Dossier Dexia/Belfius : les coopérateurs Arco menacent, toujours pas de dédommagements
Le gouvernement De Wever se trouve confronté à une pression croissante alors qu’il s’apprête à vendre 20% de Belfius. Ce mardi matin, une conférence de presse a eu lieu au Résidence Palace à Bruxelles, réunissant des collectifs de plaignants de l’ancienne holding Arco, qui représente près de 30.000 coopérateurs. Ces derniers, soutenus par Arco Claim et Deminor, exigent d’être « enfin » indemnisés dans le cadre de cette vente partielle, avec une compensation estimée à 600 millions d’euros. Ce dossier, que l’on croyait clos, refait surface avec force.
L’histoire d’Arco remonte à 2008, lors d’une crise financière mondiale qui a conduit à la chute de la banque franco-belge Dexia. Pour sauver l’institution, une augmentation de capital a été mise en place, à laquelle les coopérateurs d’Arco ont contribué à hauteur de 350 millions d’euros, sous l’impulsion de l’État, qu’ils estiment les avoir « trompés ». Dexia Banque a alors pris en gage les actifs d’Arco, avec la promesse d’une garantie d’État pour protéger les coopérateurs.
Trois ans plus tard, la situation s’est aggravée avec la nationalisation de Dexia, entraînant la liquidation d’Arco et la perte de 1,5 milliard d’euros d’épargne pour près de 800.000 coopérateurs. Les gouvernements successifs, de Leterme à Michel, ont promis des garanties qui ont été rejetées par la justice belge et européenne. En 2017, un « plan B » a été évoqué, proposant une compensation liée à une vente partielle de Belfius, initialement prévue à 30%. Un accord a été annoncé en juillet 2018, stipulant que la compensation de 600 millions d’euros serait financée par le Mouvement ouvrier chrétien, Arco, Belfius et le gouvernement fédéral, avec une part importante provenant d’un dividende extraordinaire de Belfius.
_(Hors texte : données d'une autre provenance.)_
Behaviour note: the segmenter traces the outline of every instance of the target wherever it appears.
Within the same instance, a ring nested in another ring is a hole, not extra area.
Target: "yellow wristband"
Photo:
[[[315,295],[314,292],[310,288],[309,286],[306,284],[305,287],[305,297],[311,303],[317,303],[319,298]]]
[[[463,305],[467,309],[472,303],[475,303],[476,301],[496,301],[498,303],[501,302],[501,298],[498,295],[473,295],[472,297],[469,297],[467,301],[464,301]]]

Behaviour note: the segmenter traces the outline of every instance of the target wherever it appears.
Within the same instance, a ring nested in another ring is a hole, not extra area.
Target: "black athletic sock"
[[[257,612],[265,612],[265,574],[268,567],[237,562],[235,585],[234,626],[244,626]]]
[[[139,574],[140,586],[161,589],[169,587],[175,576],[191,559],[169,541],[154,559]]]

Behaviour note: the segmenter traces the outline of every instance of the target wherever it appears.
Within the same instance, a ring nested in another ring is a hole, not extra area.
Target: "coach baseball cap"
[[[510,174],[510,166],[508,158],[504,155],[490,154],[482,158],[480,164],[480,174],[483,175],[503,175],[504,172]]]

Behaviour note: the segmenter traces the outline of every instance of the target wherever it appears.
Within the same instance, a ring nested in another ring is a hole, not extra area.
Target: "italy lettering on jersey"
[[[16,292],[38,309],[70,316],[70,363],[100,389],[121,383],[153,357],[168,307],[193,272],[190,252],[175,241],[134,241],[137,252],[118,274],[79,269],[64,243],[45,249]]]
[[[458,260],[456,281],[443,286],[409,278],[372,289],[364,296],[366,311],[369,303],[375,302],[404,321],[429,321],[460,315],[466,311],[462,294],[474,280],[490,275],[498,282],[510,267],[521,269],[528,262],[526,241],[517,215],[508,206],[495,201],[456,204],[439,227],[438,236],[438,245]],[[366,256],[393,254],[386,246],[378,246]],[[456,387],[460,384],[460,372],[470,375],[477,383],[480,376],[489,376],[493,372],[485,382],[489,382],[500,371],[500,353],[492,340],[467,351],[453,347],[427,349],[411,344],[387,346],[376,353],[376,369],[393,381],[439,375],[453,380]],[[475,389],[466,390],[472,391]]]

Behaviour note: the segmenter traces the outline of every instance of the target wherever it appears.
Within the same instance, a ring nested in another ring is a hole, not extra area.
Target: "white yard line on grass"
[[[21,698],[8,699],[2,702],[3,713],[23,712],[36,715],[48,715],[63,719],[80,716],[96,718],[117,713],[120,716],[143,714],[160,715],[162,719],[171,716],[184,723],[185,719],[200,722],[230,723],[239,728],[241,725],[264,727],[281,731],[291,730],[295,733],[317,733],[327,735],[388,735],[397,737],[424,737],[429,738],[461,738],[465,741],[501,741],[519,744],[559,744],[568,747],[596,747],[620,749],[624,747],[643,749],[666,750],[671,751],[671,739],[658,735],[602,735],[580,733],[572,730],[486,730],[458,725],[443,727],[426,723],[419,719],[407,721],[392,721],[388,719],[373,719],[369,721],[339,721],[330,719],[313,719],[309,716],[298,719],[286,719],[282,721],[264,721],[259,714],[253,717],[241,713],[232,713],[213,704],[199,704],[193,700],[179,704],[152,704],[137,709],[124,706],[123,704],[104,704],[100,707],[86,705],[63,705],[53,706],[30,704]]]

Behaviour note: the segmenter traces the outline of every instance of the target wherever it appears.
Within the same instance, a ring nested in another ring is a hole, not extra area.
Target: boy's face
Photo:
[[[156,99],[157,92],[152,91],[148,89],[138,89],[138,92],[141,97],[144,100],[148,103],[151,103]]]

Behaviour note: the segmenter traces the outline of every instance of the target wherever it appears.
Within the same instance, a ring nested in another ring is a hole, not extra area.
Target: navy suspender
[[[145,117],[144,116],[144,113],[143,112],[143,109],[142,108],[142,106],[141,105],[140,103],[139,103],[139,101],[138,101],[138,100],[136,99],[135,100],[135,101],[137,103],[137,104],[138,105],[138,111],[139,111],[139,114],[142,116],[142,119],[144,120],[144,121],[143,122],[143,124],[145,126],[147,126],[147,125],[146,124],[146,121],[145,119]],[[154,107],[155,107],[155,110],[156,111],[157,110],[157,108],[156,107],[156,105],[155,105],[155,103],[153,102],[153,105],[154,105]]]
Cependant, cette promesse de privatisation partielle n’a jamais été honorée. En 2025, alors que le gouvernement De Wever annonce la cession de 20% de Belfius, les coopérateurs tentent d’engager un dialogue, mais se heurtent à une « omerta du monde politique », selon Deminor. Pendant ce temps, le gouvernement aurait déjà perçu un dividende de 500 millions d’euros, sans en redistribuer une partie.
Face à cette situation, en avril 2026, les coopérateurs mettent le gouvernement en demeure de respecter l’accord de 2018, qu’ils jugent « toujours valable ». Les associations représentant les coopérateurs prévoient de nouvelles actions judiciaires pour défendre leurs droits. Elles annoncent également le lancement de « la plus grande action collective jamais lancée en Belgique », invitant ceux qui ne se sont pas encore mobilisés à rejoindre la cause.
Les deux associations ont déjà pris contact avec des acheteurs potentiels pour les informer de la situation et de l’attente d’une compensation. Erik Bomans de Deminor souligne que ces acquéreurs doivent être conscients des enjeux juridiques, qui leur sont opposables en cas de jugement. En outre, Arco Claim et Deminor insistent sur la « lourde responsabilité morale » des partis politiques dans ce dossier, qui a été traité par la plupart d’entre eux depuis 2011.